Irony definedPublished 6:40pm Saturday, July 28, 2012
One of the definitions of irony as told by Webster’s New World College Dictionary is “a combination of circumstances or a result that is the opposite of what is or might be expected or considered appropriate.”
Such is the case for Sacramento, Calif., schoolteacher Michelle Apperson, who has taught sixth grade for nine years in the city school system.
Apperson was laid off in June, like 399 other Sacramento City Unified teachers, all victims of severe budget cuts to California public education.
Unlike the other 399 teachers awarded the same pink slip, however, Apperson had recently been named Sacramento’s Teacher of the Year.
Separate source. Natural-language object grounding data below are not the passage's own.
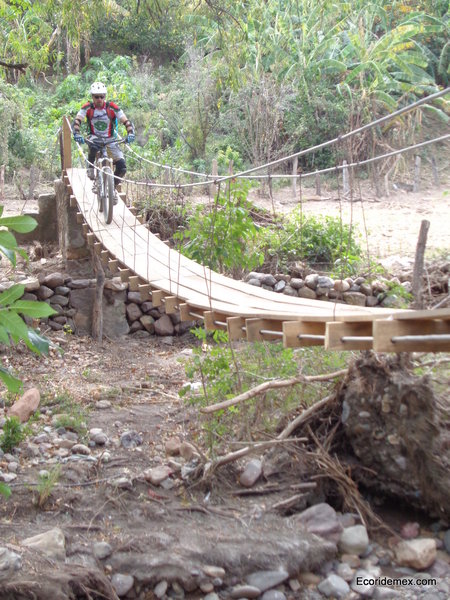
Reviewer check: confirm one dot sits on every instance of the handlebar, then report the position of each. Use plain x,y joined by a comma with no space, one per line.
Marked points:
94,140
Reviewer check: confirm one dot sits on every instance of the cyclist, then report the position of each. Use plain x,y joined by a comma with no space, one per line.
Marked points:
102,120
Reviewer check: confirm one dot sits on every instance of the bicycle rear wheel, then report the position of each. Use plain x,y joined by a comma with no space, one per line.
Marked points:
108,182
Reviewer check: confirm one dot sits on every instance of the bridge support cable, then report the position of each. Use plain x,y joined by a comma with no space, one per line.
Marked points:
247,312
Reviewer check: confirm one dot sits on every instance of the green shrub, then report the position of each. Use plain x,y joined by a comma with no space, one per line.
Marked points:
318,241
224,236
12,434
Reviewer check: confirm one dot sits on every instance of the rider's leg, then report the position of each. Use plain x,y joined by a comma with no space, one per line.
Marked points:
120,168
90,163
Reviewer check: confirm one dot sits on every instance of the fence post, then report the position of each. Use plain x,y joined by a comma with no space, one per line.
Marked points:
214,173
418,265
417,163
66,140
345,181
318,185
435,171
294,178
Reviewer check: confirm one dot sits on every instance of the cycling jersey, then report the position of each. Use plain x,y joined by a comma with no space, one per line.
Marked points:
101,121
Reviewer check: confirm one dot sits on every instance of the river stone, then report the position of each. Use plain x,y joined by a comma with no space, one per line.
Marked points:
164,326
160,589
306,292
355,298
157,475
418,554
60,300
131,439
354,540
273,595
31,284
135,297
290,291
101,550
264,580
280,286
25,406
53,280
245,591
9,562
341,285
334,586
255,282
134,313
297,283
51,543
251,473
122,583
116,285
321,519
312,280
172,446
268,280
365,589
447,541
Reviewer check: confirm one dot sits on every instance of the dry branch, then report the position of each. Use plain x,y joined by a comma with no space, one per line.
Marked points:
270,385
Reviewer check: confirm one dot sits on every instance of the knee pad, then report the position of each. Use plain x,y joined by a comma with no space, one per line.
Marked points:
120,168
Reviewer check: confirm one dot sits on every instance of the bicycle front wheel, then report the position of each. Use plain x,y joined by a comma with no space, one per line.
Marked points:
100,190
108,187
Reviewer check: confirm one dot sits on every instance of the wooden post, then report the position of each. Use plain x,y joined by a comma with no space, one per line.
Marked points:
214,173
345,181
416,185
435,171
294,178
418,265
318,187
66,145
97,308
2,184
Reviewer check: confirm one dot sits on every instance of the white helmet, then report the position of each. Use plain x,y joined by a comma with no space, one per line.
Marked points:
98,88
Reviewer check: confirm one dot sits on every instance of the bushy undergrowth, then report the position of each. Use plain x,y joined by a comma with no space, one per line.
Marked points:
219,371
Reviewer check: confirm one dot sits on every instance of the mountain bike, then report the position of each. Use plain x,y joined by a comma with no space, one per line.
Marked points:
104,175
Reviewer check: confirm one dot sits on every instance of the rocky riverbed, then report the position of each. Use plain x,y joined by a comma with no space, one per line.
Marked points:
124,515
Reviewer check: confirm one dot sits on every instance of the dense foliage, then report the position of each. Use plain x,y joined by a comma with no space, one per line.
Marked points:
261,78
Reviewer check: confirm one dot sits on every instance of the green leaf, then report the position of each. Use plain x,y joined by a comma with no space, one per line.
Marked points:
40,343
5,490
19,223
11,295
7,240
32,309
10,255
12,383
14,324
4,337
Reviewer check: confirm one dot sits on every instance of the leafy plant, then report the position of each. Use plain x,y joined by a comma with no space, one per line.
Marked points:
224,238
12,308
12,434
46,484
225,373
316,240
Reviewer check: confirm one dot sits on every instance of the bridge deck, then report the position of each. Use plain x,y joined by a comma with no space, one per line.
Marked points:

California bases its teacher layoffs on a “first-in, first-out” policy, in which teachers with more seniority are the last to be laid off.
An outstanding teacher with a passion for her work and the children she educates is laid off because of policy.
No doubt there was once a very good reason why the “first-in, first-out” policy was installed, but reasons can grow outdated. Times change and with them the ability to see that what was once a “help” has become a hindrance.
Across the board, across the nation, across our state, we need to learn to be smarter than outdated policy — especially when it comes to education.
Irony should be something school kids learn by reading literature, not by watching their favorite teacher get pink-slipped.